Nicht zu vergessen sind die PlayBoy-Heftchen, die in Empire Bay verteilt sind. Sammler werden mit freizügigen Bildern der Mädchen aus der Mittelseite belohnt. (Bilder findet ihr in unserer Galerie, Anm. d. Redaktion) - Schusswechsel:
Wie bereits Red Dead Redemption nutzt auch Mafia II ein Deckungssystem, welches es dem Spieler erlaubt, hinter einer Vielzahl an Objekten in Deckung zu gehen und diese für den eigenen Angriff blitzartig zu verlassen. Eure Ziele werden auch Deckung suchen, jedoch sind Deckungsmöglichkeiten wie Betonpfeiler und Holzkisten zerstörbar, sodass man deren Deckung einfach zerschießen kann. Eine leichte Zielhilfe (nur bei den Konsolen, Anm. d. Redaktion) macht es einfacher aus der Deckung zu hasten und den Gegner einen tödlichen Kopfschuss zu verpassen. Spaßige Sache!
Contra
- Unsympathischer Protagonist:
Vito ist ein armer italienischer Immigrant, der verwundet aus dem Zweiten Weltkrieg in Europa nach Zuhause zurückkehrt. In Empire Bay angekommen findet er seine Mutter und Schwester in Schwierigkeiten, da sein Vater das Zeitliche segnete und die Familie mit Schulden zurücklies. Vito muss schnell Geld verdienen. Also wendet er sich an seinen Kumpel Joe; einen zwielichtiger Typ, der immer Geld hat obwohl er keiner geregelten Arbeit nachgeht.

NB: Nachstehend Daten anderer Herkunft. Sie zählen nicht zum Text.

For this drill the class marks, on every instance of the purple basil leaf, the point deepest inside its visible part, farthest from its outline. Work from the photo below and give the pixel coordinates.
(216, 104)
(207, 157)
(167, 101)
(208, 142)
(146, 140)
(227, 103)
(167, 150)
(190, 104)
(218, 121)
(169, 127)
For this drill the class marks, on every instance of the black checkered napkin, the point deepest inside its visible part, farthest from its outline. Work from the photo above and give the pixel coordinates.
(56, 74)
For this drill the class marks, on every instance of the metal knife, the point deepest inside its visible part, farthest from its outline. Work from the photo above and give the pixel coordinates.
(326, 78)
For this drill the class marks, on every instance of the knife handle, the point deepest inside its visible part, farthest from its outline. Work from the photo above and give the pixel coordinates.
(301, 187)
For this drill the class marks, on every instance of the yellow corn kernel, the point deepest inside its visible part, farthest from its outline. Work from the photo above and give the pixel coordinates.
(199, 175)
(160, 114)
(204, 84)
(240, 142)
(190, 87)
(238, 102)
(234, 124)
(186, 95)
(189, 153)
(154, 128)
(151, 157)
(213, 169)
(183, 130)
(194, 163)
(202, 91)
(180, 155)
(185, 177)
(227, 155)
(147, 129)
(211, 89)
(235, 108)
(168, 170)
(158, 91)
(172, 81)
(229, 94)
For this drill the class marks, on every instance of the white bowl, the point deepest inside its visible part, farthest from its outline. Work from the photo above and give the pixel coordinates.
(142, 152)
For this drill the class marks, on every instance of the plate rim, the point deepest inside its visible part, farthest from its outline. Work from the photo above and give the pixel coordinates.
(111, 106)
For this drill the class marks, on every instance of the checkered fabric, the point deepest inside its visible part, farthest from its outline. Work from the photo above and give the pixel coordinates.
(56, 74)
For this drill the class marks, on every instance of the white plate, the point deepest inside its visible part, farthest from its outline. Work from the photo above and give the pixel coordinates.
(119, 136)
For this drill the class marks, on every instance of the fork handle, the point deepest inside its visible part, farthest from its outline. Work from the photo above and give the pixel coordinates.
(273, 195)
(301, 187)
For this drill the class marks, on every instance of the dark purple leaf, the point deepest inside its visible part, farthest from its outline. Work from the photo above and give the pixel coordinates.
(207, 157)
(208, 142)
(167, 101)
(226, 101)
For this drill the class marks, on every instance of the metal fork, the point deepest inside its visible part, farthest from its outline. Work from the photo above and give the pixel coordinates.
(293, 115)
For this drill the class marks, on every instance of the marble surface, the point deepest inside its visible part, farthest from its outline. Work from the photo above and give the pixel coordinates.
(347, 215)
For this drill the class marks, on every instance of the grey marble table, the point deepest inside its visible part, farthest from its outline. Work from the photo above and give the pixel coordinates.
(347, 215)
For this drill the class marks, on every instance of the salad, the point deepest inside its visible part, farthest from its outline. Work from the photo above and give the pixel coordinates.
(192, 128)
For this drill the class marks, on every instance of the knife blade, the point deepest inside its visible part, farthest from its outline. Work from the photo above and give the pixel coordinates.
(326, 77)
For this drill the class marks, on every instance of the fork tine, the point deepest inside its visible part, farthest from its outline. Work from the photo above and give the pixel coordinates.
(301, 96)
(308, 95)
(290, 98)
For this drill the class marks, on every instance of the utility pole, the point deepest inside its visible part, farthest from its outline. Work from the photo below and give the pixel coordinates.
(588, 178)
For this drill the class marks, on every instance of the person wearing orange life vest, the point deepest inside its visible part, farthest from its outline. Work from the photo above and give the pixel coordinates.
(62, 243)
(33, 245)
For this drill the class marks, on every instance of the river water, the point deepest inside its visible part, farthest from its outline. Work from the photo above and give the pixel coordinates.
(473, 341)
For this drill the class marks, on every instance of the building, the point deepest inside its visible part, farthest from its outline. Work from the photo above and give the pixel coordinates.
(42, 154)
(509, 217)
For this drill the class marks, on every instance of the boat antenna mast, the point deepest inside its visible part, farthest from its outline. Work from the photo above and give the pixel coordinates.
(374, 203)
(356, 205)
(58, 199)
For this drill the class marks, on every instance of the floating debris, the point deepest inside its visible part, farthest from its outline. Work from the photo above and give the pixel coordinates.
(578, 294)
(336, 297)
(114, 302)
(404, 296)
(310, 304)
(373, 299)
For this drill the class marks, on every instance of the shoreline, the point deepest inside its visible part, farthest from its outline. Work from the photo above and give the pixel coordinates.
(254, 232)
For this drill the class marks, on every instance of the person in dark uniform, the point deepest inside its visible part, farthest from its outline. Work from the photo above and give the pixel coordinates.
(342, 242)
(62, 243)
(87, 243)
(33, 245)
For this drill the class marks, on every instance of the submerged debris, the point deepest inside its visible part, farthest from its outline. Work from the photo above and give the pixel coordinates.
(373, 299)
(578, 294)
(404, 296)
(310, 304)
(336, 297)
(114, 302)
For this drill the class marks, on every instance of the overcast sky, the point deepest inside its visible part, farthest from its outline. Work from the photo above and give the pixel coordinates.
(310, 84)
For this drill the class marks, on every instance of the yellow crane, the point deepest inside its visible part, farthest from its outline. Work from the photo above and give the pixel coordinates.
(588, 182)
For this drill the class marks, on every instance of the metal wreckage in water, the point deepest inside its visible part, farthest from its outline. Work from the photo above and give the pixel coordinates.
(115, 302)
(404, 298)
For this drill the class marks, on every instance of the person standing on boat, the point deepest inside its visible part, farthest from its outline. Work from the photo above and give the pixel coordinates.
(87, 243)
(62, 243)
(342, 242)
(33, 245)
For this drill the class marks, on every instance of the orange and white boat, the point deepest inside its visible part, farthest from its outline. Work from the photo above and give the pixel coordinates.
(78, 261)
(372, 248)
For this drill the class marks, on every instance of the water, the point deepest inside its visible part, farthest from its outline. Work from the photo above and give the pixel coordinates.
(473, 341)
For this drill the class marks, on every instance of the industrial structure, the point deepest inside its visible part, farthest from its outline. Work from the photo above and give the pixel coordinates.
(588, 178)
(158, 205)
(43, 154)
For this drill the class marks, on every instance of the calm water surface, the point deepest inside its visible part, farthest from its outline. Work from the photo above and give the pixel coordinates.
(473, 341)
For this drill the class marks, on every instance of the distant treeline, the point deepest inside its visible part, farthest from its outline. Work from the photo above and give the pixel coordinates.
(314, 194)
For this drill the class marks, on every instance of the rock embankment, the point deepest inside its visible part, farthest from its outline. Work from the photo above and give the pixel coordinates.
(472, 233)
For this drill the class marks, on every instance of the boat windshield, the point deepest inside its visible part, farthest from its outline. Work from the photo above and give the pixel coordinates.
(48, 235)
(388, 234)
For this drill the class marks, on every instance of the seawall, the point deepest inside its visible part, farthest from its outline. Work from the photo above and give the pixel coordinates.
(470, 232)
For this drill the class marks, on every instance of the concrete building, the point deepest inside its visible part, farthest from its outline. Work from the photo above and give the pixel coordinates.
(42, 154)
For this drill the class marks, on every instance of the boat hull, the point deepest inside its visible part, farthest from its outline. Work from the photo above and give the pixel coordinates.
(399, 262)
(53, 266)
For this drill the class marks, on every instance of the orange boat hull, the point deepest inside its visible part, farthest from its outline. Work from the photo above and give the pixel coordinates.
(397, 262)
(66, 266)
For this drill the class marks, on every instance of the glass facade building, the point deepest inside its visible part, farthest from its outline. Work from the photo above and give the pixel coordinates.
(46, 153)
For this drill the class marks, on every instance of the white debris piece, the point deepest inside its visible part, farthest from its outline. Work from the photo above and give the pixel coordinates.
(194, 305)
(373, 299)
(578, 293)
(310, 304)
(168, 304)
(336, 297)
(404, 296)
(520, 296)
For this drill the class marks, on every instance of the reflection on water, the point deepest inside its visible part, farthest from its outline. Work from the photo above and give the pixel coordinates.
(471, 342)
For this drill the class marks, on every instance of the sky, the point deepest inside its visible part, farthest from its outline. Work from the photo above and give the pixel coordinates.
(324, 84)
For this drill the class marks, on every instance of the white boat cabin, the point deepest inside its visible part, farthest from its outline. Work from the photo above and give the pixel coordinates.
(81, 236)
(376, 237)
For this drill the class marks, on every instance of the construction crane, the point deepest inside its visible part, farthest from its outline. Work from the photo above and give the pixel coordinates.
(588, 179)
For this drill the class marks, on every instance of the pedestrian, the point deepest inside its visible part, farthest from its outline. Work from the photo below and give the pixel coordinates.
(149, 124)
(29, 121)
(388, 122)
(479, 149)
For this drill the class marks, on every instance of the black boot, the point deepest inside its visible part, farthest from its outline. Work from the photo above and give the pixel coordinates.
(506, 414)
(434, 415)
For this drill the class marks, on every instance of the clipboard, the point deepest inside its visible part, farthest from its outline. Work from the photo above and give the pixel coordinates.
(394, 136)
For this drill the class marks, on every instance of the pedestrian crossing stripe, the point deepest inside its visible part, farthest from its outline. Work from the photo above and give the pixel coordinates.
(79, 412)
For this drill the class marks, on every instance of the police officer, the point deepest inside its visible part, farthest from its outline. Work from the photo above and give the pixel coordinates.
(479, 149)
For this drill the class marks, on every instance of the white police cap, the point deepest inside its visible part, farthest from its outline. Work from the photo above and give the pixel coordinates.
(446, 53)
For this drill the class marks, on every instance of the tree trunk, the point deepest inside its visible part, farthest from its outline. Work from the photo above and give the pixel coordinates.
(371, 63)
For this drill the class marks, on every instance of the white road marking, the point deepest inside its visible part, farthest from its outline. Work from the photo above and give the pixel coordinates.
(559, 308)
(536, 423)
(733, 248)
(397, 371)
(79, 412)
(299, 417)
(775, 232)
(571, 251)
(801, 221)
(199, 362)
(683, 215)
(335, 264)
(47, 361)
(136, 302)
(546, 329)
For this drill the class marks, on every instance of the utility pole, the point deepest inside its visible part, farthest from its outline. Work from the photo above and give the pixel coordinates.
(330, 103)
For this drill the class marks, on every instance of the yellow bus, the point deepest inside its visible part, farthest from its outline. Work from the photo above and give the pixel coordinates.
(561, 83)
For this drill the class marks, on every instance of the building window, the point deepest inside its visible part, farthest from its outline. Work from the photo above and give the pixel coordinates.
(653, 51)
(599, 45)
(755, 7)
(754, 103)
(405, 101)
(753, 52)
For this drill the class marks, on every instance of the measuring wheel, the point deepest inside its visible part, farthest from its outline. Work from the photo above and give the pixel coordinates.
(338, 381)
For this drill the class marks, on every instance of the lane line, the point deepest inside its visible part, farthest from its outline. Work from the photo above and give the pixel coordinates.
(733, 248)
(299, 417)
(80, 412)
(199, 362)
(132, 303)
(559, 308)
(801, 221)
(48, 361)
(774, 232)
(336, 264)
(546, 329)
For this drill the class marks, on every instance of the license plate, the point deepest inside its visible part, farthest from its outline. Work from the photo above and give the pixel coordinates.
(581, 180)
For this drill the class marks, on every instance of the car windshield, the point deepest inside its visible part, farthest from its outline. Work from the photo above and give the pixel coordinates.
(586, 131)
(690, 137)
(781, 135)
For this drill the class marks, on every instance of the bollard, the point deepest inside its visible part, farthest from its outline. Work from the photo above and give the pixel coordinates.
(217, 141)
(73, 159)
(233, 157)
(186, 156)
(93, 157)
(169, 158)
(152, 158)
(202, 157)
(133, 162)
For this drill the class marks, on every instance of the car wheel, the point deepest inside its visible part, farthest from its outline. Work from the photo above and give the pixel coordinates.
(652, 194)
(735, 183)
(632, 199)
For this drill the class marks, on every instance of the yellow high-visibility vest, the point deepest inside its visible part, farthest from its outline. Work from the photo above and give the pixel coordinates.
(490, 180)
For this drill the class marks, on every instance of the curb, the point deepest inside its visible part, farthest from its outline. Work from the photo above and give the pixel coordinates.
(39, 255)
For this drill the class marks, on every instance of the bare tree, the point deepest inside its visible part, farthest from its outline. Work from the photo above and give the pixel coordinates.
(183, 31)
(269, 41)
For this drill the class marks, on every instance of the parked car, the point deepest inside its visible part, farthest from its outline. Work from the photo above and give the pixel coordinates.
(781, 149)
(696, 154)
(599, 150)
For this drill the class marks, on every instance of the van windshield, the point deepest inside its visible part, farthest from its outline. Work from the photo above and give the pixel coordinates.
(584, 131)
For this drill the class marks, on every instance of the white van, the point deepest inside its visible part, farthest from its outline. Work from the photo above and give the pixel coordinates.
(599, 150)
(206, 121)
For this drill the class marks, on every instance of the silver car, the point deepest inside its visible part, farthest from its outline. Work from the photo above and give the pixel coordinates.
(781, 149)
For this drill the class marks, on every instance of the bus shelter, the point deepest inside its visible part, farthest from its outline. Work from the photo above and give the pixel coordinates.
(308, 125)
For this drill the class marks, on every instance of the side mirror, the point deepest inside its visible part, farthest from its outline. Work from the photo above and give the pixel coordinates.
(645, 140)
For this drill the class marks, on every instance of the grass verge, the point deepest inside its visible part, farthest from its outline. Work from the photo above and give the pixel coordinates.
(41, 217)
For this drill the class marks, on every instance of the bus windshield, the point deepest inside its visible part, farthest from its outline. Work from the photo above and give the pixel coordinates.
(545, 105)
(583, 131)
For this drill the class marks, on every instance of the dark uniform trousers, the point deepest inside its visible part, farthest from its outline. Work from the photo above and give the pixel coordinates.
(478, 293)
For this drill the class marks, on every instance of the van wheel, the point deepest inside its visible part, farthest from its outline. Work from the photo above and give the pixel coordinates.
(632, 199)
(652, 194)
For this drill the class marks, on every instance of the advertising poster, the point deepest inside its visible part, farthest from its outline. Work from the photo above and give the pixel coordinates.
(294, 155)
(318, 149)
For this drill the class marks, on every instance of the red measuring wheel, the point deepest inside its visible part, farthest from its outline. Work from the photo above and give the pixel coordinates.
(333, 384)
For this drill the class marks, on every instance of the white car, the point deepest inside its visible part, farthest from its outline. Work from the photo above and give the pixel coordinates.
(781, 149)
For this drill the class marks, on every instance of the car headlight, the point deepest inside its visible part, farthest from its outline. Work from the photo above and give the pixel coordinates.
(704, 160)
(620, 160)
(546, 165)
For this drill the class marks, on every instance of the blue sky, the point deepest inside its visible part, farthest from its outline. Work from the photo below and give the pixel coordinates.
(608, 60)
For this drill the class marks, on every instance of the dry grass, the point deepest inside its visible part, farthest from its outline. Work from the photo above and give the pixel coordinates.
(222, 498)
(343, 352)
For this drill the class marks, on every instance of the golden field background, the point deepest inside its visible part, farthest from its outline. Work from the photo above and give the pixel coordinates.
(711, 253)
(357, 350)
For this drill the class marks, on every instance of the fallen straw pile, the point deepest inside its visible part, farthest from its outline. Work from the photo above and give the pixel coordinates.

Klingt nach einem tollen Aufbau, nicht wahr? Wir sehen das ähnlich. Vito hat das Zeug einen fantastischen Antihelden abzugeben, der aus den richtigen Gründen an die falschen Leute gerät. Diese Stimmung ist jedoch schnell verflogen. Spätestens wenn Vito nicht mal 24 Stunden nach seiner Rückkehr auf einen Rachefeldzug geht und dutzende von Leuten tötet. In einer frühen Mission muss Vito ein Auto stehlen. Erwischen ihn die Autobesitzer, zückt Vito die Waffen und nietet alle um. Tatsächlich zögert Vito niemals, wenn ihm Joe eine Anweisung erteilt. Er ist bereit ein Leben in Kriminalität zu leben. Vito würde viel menschlichter rüberkommen, hätte er moralische Bedenken was sein Handeln bei den schmutzigen Jobs angeht. Gerade weil diese Aufträge seiner Familie zugutekommen sollen. - Aggressive Polizei:
Polizisten sind in Empire Bay überall. Wirklich überall. Zu Fuß oder im Streifenwagen, es wird selten vorkommen, dass man einen Blick auf die Minimap wirft und eine blauen Dreiecke oder Rechtecke sieht. Um ein Auto zu stehlen muss man die Fensterscheibe einschlagen oder ein Minispiel lösen. Schon fast schwieriger ist es eine geeignete Stelle zu finden, in der die Augen der Polizei nicht präsent sind. Hat man erst mal ein Auto, sollte man nicht zu schnell fahren – man fängt sich sonst ganz schnell einen Strafzettel ein. All dies unterbricht die Action. - Nahkämpfe:
Hin und wieder begegnet man einem Spinner, der es nicht wert ist, eine Kugel in den Kopf verpasst zu bekommen. In diesen Momenten wechselt das Spiel in den Nahkampfmodus, um die Differenzen Mann gegen Mann zu beseitigen. Unglücklicherweise fallen diese Kämpfe sehr anspruchslos aus. Es gibt einen leichten und einen harten Schlag, dazu kommt die Möglichkeit Schläge des Gegners zu blocken. Der Gegner verfügt über dieselben Fähigkeiten, daher reicht es aus einen Moment abzuwarten, in dem der Feind aus seiner Deckung kommt, um ihm anschließend ein paar Schläge zu verpassen. Dies wiederholt man bis der Gegner zu Boden geht. Wir wären bei einigen dieser Passagen beinahe eingeschlafen.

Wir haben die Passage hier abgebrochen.